JPS62259317A - Keyboard - Google Patents

Abstract

(57) [Summary] This bulletin contains application data before electronic filing, so abstract data is not recorded.

Description

DETAILED DESCRIPTION OF THE INVENTION (Field of Industrial Application) The present invention relates to a keyboard, and more particularly to a keyboard useful for manual use, etc., in which a large number of push button members are attached individually or as a unit to a single board. It is something.

(Prior Art) Conventionally, a keyboard cover member 9 carrying movable contacts arranged opposite to an array pattern of fixed contacts provided on a printed circuit board has a push button part 7 and a push button base part 8 connected and integrated. However, this type of keyboard cover member 9 as shown in FIG. After that, a movable contact made of vulcanized current-carrying rubber is buried in a cavity corresponding to the arrangement pattern of fixed contacts (not shown), and unvulcanized insulating rubber is placed on top of this. Because a large number of push button parts 7 and a push button base part 8 are connected and integrated by heating and pressurizing, it is possible to create a keyboard cover as shown in FIG. In order to obtain the member 9, a new mold must be prepared, and in making this mold, one different part affects the entire keyboard cover part due to expansion and contraction of the molded product after molding, and during use. Not only is it necessary to design, manufacture, and inspect a new mold through trial and error in anticipation of the expansion and contraction of the xl
This method had disadvantages in that the total die cost was geometrically higher than that of the 100% (oanFj degree) and that a large press machine had to be prepared.
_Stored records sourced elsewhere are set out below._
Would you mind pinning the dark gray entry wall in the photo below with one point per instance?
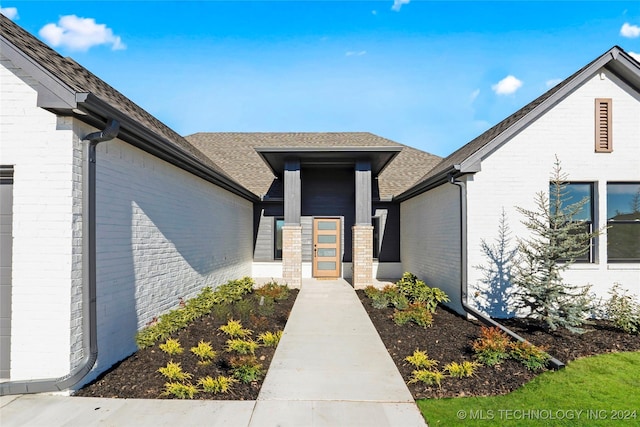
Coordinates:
(6, 250)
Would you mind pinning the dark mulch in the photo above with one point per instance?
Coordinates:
(449, 340)
(137, 378)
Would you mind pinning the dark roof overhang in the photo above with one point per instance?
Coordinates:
(379, 157)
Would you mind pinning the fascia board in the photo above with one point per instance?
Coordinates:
(52, 92)
(141, 137)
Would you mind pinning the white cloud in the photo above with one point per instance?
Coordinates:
(474, 95)
(630, 31)
(10, 12)
(81, 34)
(552, 82)
(397, 4)
(507, 86)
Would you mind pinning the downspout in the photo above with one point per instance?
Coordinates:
(553, 363)
(88, 278)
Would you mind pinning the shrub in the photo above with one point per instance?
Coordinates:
(241, 346)
(461, 370)
(274, 291)
(216, 385)
(233, 290)
(534, 358)
(270, 339)
(180, 390)
(234, 329)
(173, 371)
(204, 351)
(427, 377)
(246, 368)
(416, 313)
(172, 347)
(492, 347)
(623, 310)
(421, 360)
(417, 291)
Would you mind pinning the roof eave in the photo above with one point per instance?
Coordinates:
(139, 136)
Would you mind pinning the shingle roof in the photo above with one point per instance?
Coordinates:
(523, 116)
(81, 80)
(235, 153)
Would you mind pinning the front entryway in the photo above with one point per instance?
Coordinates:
(326, 247)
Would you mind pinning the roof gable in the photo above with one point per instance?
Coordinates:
(236, 154)
(468, 158)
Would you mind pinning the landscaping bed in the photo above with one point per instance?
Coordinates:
(450, 339)
(137, 377)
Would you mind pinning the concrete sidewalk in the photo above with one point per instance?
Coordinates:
(330, 369)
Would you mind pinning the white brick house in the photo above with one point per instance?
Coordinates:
(507, 165)
(109, 217)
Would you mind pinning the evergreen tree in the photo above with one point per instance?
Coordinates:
(496, 290)
(556, 240)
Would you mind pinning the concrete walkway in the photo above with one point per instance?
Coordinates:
(330, 369)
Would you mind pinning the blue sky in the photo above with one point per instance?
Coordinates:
(429, 74)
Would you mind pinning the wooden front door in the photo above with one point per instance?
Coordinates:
(326, 247)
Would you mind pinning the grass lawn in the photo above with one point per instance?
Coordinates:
(600, 390)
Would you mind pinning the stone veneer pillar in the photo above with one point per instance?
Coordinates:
(292, 255)
(362, 256)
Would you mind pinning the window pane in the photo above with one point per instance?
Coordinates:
(624, 241)
(623, 202)
(326, 238)
(326, 252)
(326, 265)
(574, 193)
(327, 225)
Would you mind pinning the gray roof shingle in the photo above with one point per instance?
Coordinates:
(235, 153)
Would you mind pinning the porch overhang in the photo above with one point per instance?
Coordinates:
(379, 157)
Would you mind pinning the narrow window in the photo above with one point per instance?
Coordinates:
(575, 192)
(623, 222)
(604, 142)
(277, 246)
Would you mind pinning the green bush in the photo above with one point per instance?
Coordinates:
(623, 310)
(492, 348)
(427, 377)
(534, 358)
(180, 390)
(172, 347)
(421, 360)
(461, 370)
(416, 313)
(417, 291)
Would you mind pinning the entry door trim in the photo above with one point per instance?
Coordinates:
(327, 247)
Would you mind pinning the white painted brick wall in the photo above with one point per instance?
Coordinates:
(162, 235)
(41, 148)
(514, 173)
(430, 239)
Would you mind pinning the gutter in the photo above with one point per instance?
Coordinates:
(553, 363)
(89, 331)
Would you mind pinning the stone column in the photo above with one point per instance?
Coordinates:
(362, 256)
(292, 255)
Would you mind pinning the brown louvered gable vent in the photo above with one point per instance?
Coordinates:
(604, 142)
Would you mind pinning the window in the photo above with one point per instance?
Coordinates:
(575, 192)
(623, 221)
(603, 137)
(277, 244)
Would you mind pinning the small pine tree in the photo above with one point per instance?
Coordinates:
(556, 241)
(496, 288)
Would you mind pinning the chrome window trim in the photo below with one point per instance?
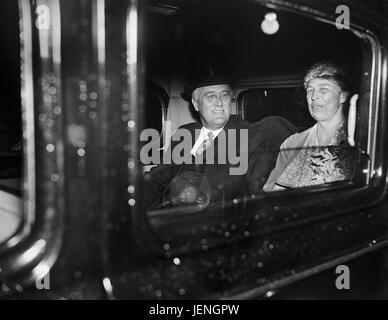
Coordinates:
(30, 254)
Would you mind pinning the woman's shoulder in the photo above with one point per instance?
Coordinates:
(296, 139)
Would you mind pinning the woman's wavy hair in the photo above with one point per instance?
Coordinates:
(330, 71)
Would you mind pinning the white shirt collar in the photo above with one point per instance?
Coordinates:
(203, 136)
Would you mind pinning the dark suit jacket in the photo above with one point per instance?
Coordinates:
(264, 139)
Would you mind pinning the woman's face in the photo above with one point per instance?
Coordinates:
(324, 99)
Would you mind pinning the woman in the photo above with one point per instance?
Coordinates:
(316, 156)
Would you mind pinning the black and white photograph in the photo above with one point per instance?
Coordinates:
(194, 155)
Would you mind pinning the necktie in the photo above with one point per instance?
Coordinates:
(205, 143)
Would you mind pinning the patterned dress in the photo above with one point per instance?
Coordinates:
(315, 165)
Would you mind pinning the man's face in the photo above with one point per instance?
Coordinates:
(325, 99)
(213, 104)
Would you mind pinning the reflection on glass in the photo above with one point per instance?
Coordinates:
(11, 148)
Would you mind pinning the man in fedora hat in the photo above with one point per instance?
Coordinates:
(238, 150)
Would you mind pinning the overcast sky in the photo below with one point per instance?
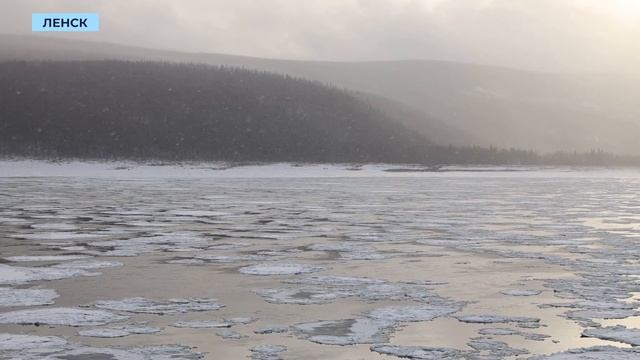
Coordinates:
(558, 35)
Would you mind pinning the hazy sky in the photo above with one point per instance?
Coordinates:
(599, 35)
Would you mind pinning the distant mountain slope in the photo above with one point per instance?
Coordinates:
(490, 105)
(178, 111)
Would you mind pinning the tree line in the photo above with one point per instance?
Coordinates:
(154, 110)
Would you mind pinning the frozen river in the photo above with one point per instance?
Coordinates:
(120, 261)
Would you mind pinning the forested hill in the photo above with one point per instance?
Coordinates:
(118, 109)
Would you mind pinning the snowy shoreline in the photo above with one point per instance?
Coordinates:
(154, 169)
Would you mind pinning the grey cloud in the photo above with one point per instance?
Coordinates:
(538, 34)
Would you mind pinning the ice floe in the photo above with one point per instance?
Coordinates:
(594, 353)
(202, 324)
(119, 331)
(419, 352)
(230, 334)
(497, 319)
(275, 329)
(615, 333)
(267, 352)
(160, 307)
(280, 269)
(21, 342)
(60, 316)
(48, 258)
(521, 292)
(16, 275)
(345, 332)
(27, 297)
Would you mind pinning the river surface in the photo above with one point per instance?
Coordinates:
(317, 262)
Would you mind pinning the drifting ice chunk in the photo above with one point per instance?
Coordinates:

Furthermore, in order to manufacture a keyboard cover member with push button parts of different hues, which has been in demand recently, it is necessary to simultaneously place unvulcanized insulating rubber of the required hue in the cavity and then heat and pressurize it. Because of this, the hues tend to mix at the boundary, so the product does not have the intended hue boundary, resulting in extremely low yields, not suitable for high-mix, low-volume production, and resulting in high costs. there were. (Structure of the Invention) The present invention relates to a keyboard that solves such disadvantages, and includes a push button member or a plurality of push button members on the periphery of fixed contacts arranged according to a predetermined arrangement pattern on a printed circuit board. It is characterized in that a series of push button member units are fixed together using an adhesive or an adhesive.
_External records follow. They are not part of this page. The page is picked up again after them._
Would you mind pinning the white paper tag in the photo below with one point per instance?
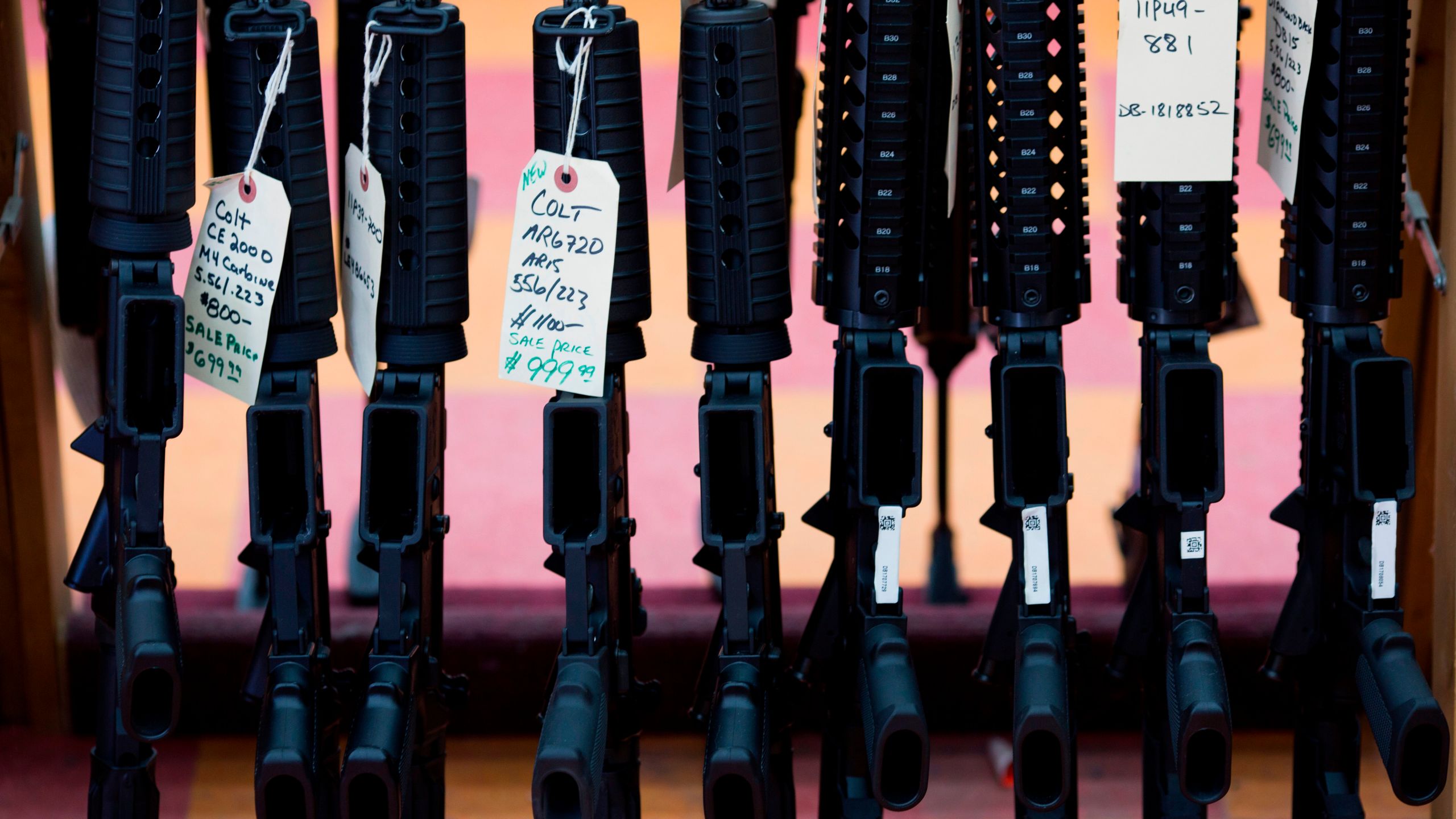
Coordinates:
(1034, 559)
(233, 280)
(1290, 28)
(1194, 545)
(887, 556)
(558, 279)
(1176, 91)
(1382, 550)
(953, 130)
(816, 104)
(360, 263)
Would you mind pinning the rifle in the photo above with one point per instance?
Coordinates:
(880, 158)
(1031, 279)
(587, 760)
(1178, 278)
(297, 760)
(739, 297)
(142, 185)
(948, 331)
(1338, 636)
(395, 761)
That is, the inventors of the present invention have studied various methods for inexpensively manufacturing keyboards that can handle high-mix, low-volume production, and found that a keyboard cover member is made of metal by connecting and integrating a number of push button parts with a push button base member. Rather than molding in a mold, a large number of push button members or unit bodies of push button parts in which a plurality of push button members are connected are prepared, and these are placed on the peripheral edge of the fixed contact on the printed circuit board, and the peripheral edge is molded. Alternatively, apply adhesive or adhesive to the leg base plate side of the push button member,
If it is fixed to the board by curing, there will be no need for molds that have been manufactured each time for each array pattern of array contacts, and the costs associated with this will be eliminated. If it is fixed to the substrate with an adhesive or adhesive, it can also be used as a resist layer for the conductive pattern, and this attachment can also reduce costs, making it possible to obtain the desired keyboard cover material at a low cost. The present invention was completed based on the discovery that this method allows a keyboard with any pattern to be obtained, and thus can be readily adapted to high-mix, low-volume production.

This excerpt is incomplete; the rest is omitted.